ÖZETİ: İlk Derece Mahkemesince yargılama sırasında dosyada mevcut tanık A. Y’a ait dilekçenin incelenmesinde özetle çalışmakta olduğu atölyeye geldiğinde Ö ve H’ın alkol aldığını, ve ne olduğunu bilmediği sigara şeklinde bir şeyler içtiklerini, ot olduğunu düşündüğünü, H ve Ö gel otur iç’ deyince içmek istemediğini, zorla ve tehditle ot olduğunu düşündüğü şeyden içirdiklerini, bir nefes alınca kendini iyi hissetmeyerek oturduğu yerde uyuyakaldığını belirtmesine ve duruşmada yeminli olarak dinlenen beyanında “Ben davalı işyerinde 2016 yılında işe girdim, halen makine bakım işçisi olarak çalışıyorum, davacıyı şahsen tanırım, davacı da benimle aynı işi yapıyordu, … davacı ile aynı vardiyada idik, davacı işe geldiğinde alkollü idi, akşam 20.30’da vardiyaya gelmiştik, gece 00.00’da makineler durdu, sonrasında davacı yanında getirdiği alkolü atölyede içmeye devam etti, Ö. Ş geldi, elinde dumanlı bir içecek vardı, ancak Ö. Ş alkol almadı, ben çalışmaya devam ettim, H. usta bana alkol verdi, ısrar edince bende içmek zorunda kaldım, sonrasında uyuyakalmışım, uyandığımda saat 05.30 civarı idi, tütün içmedim, sadece alkol içtim, H. usta “iç birşey olmaz” dedi, bende ısrarına dayanamayıp içtim, bana zorla tütün içirilmesi söz konusu değildir, uyandıktan sonra işime devam ettim, sabah gelen Y. Beye durumu izah ettim, H. ustanın gece alkol aldığını, bu sebeple bir iş yapamadığımızı söyledim, birimde sadece ikimiz vardık, o sebeple bizi kimse görmedi, Ö. Ş yanımıza geldi, o sadece tütün içti, alkol almadı, … bana kimse zorla ot içirmedi, alkol aldığım için uyuyakaldım, o gece davacı H. ile alkol aldık,” şeklinde ifade verdiği de göz önüne alındığında davacı ve Ö’in iş akitlerinin feshedilmesine rağmen tanık A. Y’ın iş akdinin feshedilmediği anlaşılmıştır.
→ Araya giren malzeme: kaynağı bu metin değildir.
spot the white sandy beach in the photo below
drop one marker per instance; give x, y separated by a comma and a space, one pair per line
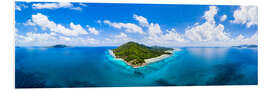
150, 60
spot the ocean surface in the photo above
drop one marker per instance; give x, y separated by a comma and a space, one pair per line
37, 67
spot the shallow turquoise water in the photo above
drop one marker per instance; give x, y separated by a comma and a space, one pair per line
94, 67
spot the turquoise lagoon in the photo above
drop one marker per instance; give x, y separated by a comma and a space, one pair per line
38, 67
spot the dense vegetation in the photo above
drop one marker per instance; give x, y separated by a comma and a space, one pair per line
135, 53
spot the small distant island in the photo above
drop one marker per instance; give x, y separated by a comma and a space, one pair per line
138, 55
246, 46
58, 46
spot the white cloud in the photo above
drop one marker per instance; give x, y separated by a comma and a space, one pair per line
142, 20
48, 39
43, 21
246, 15
129, 27
35, 38
172, 35
92, 30
208, 31
223, 18
157, 37
210, 14
82, 4
19, 7
55, 5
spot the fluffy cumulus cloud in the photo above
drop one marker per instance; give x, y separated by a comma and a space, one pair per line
205, 33
35, 39
142, 20
55, 5
223, 18
19, 7
43, 21
209, 30
247, 15
129, 27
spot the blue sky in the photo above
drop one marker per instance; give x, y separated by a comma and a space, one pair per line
105, 24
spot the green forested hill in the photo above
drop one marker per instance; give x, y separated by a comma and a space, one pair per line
135, 53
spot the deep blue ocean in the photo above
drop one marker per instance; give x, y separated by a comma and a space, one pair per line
37, 67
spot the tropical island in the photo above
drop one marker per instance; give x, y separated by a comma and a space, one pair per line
138, 55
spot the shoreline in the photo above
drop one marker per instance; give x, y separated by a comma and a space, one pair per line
150, 60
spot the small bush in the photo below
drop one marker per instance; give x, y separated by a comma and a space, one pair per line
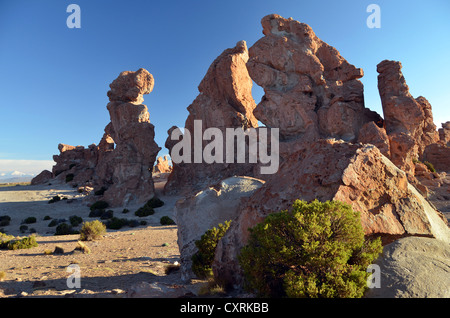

Buna göre davalı işverenin eşit işlem borcuna aykırı olarak davacının iş sözleşmesini feshettiği, feshin bu sebeple geçersiz olduğu sonucuna varılmıştır. Mahkemece davacının işe iadesine karar verilmesi gerekirken yanılgılı değerlendirme ile davanın reddine karar verilmesi hatalı olmuştur.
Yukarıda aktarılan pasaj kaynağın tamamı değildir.